You may think it’s crass to talk about making a sale in an election. It should be all about high ideals and character. Well yes, but there’s nothing wrong with being a salesman, either…unless you’re a dishonest one. You can always be closing while always being honest, even if not all salesmen are.

But you can’t sell what you don’t have. And while Ronald Reagan burned inside with an enthusiasm for the core values of this nation, Mitt’s fires weren’t strong enough to light the nation…or at least more than half of it. In order to make the sale, you have to care more about what you’re selling than you do about yourself. And while it’s difficult sometimes to believe that President Obama cares about anything more than his own image, he certainly sells his message with the passion of a true believer.

Now, true believers can be dangerous.
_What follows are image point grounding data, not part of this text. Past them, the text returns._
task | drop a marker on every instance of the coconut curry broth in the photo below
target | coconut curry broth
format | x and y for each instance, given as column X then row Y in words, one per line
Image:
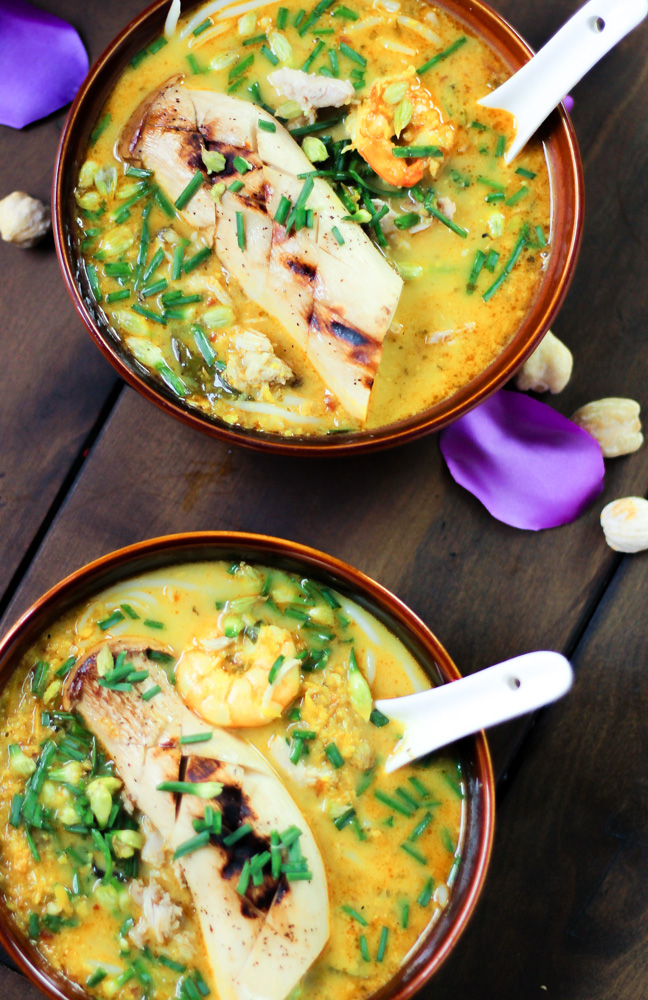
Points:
column 390, row 843
column 465, row 291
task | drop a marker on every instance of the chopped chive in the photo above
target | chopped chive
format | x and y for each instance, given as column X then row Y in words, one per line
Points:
column 387, row 800
column 191, row 845
column 195, row 738
column 100, row 128
column 233, row 838
column 480, row 260
column 425, row 895
column 413, row 853
column 177, row 261
column 240, row 230
column 508, row 267
column 185, row 197
column 93, row 281
column 344, row 819
column 203, row 345
column 240, row 68
column 96, row 977
column 315, row 15
column 202, row 27
column 382, row 944
column 306, row 65
column 112, row 619
column 164, row 203
column 354, row 913
column 334, row 755
column 518, row 196
column 489, row 183
column 269, row 55
column 197, row 259
column 421, row 826
column 440, row 56
column 123, row 293
column 350, row 53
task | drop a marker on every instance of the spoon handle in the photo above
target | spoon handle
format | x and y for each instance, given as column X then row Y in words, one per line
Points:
column 437, row 717
column 534, row 91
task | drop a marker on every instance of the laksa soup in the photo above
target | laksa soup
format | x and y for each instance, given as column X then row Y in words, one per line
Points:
column 300, row 220
column 195, row 801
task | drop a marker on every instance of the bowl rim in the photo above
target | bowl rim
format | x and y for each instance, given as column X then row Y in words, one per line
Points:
column 130, row 559
column 566, row 170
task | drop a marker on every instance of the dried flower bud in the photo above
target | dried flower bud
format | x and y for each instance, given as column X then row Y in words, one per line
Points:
column 625, row 524
column 614, row 423
column 23, row 220
column 548, row 369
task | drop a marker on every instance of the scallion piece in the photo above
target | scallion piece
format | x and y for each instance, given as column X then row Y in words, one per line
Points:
column 350, row 53
column 334, row 755
column 440, row 56
column 413, row 853
column 185, row 197
column 195, row 738
column 308, row 62
column 240, row 230
column 233, row 838
column 191, row 845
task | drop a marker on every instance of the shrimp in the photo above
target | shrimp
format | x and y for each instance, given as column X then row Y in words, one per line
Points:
column 374, row 126
column 227, row 681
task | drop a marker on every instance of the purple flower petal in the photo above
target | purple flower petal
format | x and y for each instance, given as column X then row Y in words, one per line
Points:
column 43, row 63
column 530, row 467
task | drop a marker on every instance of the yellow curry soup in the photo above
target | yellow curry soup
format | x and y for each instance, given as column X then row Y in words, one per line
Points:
column 285, row 751
column 372, row 300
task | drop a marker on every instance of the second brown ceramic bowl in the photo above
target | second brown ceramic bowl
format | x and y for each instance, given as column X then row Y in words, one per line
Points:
column 435, row 943
column 567, row 222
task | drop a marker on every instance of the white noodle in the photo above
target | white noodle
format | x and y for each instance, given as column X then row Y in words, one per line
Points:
column 171, row 22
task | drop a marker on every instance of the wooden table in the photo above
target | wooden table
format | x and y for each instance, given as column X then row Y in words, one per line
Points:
column 86, row 466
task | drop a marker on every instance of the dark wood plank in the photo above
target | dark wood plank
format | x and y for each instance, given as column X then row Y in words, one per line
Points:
column 566, row 902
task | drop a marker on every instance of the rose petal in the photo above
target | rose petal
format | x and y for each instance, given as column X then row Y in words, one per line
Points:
column 43, row 63
column 530, row 467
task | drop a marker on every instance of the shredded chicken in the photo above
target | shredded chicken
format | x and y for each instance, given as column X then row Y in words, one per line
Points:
column 160, row 919
column 310, row 90
column 253, row 363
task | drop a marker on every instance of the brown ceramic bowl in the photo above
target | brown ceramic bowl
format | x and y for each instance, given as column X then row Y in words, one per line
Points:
column 567, row 185
column 436, row 943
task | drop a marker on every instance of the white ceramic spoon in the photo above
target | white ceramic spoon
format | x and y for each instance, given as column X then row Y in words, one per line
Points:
column 437, row 717
column 532, row 93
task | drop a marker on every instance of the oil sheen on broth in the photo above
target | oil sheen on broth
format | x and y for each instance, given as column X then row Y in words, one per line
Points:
column 360, row 862
column 465, row 246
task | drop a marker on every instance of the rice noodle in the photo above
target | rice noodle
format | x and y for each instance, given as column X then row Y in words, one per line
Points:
column 414, row 25
column 397, row 47
column 271, row 410
column 171, row 22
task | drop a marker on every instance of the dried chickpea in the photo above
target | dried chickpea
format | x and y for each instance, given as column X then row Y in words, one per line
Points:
column 625, row 524
column 615, row 424
column 548, row 369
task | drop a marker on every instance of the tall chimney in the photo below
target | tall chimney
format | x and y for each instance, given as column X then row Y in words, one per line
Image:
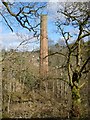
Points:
column 43, row 47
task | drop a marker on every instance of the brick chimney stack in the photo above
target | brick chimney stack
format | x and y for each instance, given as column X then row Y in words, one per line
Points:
column 43, row 47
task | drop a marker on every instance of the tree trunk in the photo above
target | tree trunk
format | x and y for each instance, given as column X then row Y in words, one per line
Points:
column 76, row 102
column 76, row 99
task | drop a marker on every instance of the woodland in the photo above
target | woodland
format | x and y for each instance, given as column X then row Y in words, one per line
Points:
column 62, row 92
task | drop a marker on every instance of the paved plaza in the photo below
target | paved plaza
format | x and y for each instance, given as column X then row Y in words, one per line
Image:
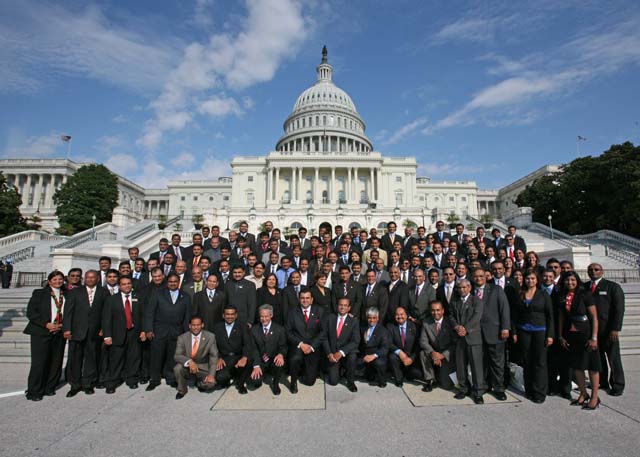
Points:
column 320, row 420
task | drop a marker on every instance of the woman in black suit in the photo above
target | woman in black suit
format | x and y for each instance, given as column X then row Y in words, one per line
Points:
column 45, row 312
column 579, row 330
column 321, row 294
column 533, row 332
column 269, row 294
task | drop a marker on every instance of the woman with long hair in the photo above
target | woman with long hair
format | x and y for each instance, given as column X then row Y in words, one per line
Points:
column 579, row 336
column 45, row 312
column 533, row 334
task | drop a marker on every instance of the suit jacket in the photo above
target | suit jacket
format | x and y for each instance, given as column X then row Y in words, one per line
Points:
column 379, row 298
column 209, row 310
column 419, row 306
column 114, row 321
column 206, row 356
column 443, row 342
column 300, row 332
column 165, row 318
column 354, row 294
column 349, row 339
column 238, row 343
column 82, row 319
column 272, row 344
column 378, row 342
column 39, row 312
column 398, row 296
column 242, row 294
column 495, row 313
column 410, row 346
column 468, row 314
column 609, row 299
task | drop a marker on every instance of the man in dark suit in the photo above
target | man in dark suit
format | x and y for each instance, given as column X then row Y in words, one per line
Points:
column 241, row 293
column 123, row 331
column 235, row 350
column 82, row 328
column 438, row 345
column 374, row 347
column 270, row 346
column 340, row 340
column 346, row 287
column 304, row 335
column 495, row 324
column 403, row 347
column 420, row 297
column 466, row 313
column 398, row 294
column 167, row 316
column 196, row 356
column 609, row 299
column 209, row 303
column 375, row 296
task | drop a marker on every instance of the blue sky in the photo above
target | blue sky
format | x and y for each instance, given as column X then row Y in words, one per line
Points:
column 486, row 91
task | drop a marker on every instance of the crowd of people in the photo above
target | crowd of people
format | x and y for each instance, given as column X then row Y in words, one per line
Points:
column 444, row 309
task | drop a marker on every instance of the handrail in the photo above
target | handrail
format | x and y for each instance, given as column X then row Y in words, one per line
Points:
column 20, row 255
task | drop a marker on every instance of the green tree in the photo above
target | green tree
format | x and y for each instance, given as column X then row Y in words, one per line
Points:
column 591, row 193
column 11, row 220
column 91, row 190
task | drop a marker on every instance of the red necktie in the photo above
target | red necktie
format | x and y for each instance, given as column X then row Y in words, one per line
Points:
column 127, row 313
column 340, row 324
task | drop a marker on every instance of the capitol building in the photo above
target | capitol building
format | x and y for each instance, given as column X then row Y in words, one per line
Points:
column 324, row 168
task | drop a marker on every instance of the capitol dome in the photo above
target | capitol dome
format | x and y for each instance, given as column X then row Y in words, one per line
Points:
column 324, row 119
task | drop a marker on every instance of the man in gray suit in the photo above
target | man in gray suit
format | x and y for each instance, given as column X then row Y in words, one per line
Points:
column 420, row 296
column 196, row 356
column 466, row 312
column 438, row 345
column 495, row 325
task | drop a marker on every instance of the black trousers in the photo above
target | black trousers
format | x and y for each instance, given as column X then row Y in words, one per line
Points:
column 494, row 356
column 83, row 362
column 124, row 361
column 610, row 351
column 47, row 352
column 348, row 363
column 297, row 359
column 533, row 350
column 559, row 372
column 402, row 372
column 162, row 361
column 239, row 375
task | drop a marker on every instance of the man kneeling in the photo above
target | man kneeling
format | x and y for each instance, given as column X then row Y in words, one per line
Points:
column 270, row 344
column 196, row 356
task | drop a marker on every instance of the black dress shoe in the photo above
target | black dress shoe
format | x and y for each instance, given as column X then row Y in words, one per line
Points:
column 500, row 396
column 73, row 393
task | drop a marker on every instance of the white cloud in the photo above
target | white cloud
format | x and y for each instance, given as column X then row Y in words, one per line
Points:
column 271, row 32
column 39, row 41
Che Guevara was a true believer, who murdered his own countrymen. But the American public can usually sniff out the fanatical true believers from those who are passionately in love with American ideals.  Reagan’s genuine passion for America was always right there. Mitt’s passion wasn’t always as easy to find.

Perhaps that’s because, despite certain hardships, Mitt was never really raised without a safety net. I realize that he worked hard to make it, but his rise to the top wasn’t the same kind of hard-scrapple rise from the bottom that Ronald Reagan lived through.

That kind of background thickens your skin and deepens your appreciation for what you have. It helped Reagan face off against a Communist onslaught when he was head of the actors’ union in Hollywood. It helped him battle ‘60s radicals when he was governor. And of course, it helped him battle for supremacy among staid country club Republicans, who thought he was too “radically conservative” for the Republican Party.

Reagan never ran away from a fight because he was worried about losing his cool…“I paid for this microphone!” He was always closing. And unlike other politicians (and unlike the salesmen in “Glengarry Glen Ross”) Reagan believed in what he was selling…to his core. He lived it. He sold it. We bought it. And we were all better off for it.

Right now we have a salesman as president who is so good at selling that we buy it, even though we’re worse off for it. There’s got to be someone out there who can make a close on policies and values that are actually good for us and for the nation long term.

Clearly we didn’t find him this time.